Mark Tattersall on the issue of funding for the arts
PUBLISHED: 10:53 18 May 2015 | UPDATED: 10:53 18 May 2015
Mark Tattersall, Artistic Director of Dorchester Arts believes that not only do the arts enrich the local community, it can also be run as a viable and successful business that people will want to invest in
With public and personal purses under pressure it is perhaps no wonder that arts organisations across the land are finding it hard to make ends meet. After all, the arts are just a luxury, aren’t they; a peripheral part of our lives that could be jettisoned without anyone noticing the difference. Well, as you might suspect, as Artistic Director at Dorchester Arts I don’t entirely agree.
On the other hand a recent thread of comments on a local newspaper website in response to an article about arts funding came as no surprise, the majority view being that spending on the arts is a disgrace in the current climate. So why the negativity? Where have we, the arts professionals, got it wrong?
Well there’s certainly some blame to be laid at our door. Arts organisations should be the best communicators in the business, but I’m frequently dismayed by our marketing failures and PR own-goals. It’s all too easy to get sucked into a world where obscure language and imagery leave potential audiences baffled and where a phrase like ‘eclectic works of documentation which utilise aesthetics and medium as host for meaning within socially engaged procedure’ is actually thought of as meaningful and useful in any way. Of course the arts should sometimes be challenging and edgy, but talking about it in ridiculous arts jargon presents an open goal to the sceptical.
We also fail to shout loudly enough about the crucial role the arts can play in building a healthy, happy community. In a world where communal experiences and social gatherings are rapidly being lost, the arts are a valuable ‘social glue’. Done well, the arts should bring strangers of all ages together and bind them in a way that’s all too rare in our busy modern lives. And whilst it’s true and wonderful that specific arts projects can directly keep kids out of jail or reinvigorate a previously neglected neighbourhood, we sometimes need to defend the intrinsic benefit to our community of the arts - full stop.

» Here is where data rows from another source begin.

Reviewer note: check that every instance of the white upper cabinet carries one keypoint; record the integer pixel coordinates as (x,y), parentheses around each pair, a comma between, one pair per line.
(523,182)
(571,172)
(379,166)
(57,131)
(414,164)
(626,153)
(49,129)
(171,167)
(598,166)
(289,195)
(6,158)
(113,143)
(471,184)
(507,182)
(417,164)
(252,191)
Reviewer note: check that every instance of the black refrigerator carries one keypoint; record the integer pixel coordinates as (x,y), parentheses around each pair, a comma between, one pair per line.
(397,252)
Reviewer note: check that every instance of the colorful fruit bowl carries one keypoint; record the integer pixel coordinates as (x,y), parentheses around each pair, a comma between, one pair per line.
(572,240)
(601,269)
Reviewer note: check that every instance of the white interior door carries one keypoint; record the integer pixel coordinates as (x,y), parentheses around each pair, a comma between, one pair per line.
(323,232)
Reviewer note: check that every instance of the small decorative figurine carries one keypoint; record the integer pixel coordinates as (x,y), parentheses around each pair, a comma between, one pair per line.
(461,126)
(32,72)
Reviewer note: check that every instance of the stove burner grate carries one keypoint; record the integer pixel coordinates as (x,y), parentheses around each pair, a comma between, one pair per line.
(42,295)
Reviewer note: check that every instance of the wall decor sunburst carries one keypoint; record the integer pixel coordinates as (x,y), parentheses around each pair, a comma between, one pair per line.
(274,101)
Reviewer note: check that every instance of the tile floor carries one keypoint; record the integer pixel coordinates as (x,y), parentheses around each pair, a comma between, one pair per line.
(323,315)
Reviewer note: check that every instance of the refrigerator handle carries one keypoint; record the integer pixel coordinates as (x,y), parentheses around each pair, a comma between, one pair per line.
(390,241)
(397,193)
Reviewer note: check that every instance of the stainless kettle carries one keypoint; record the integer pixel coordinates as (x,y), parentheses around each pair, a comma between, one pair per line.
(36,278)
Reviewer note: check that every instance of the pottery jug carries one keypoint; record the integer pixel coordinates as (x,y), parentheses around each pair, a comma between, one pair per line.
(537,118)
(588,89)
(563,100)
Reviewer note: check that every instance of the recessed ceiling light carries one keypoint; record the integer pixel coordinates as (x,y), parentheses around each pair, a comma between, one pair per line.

Finally, if we are going to ask public funders, private donors and business sponsors to invest in us we have to act like efficient, viable businesses. The word ‘business’ often provokes hostility in arts circles, summoning up images of corporate blandness and profit-driven populism, but until we admit that we are businesses and that ‘not-for-profit’ doesn’t mean making a loss, then many will struggle and some will go under. Good businesses innovate, take risks, have broad appeal and enrich their community - all of which sound like perfectly acceptable outcomes for arts organisations to me, and none of which paint a picture of the corporate-sponsored wasteland feared by some.
Since Dorchester Arts lost its regular Arts Council funding the reaction from our audiences, volunteers, funders and sponsors has been tremendous. I hope that’s in part because we are learning how to communicate better, demonstrate our social value and act like the kind of organisation in which people would want to invest their time and money.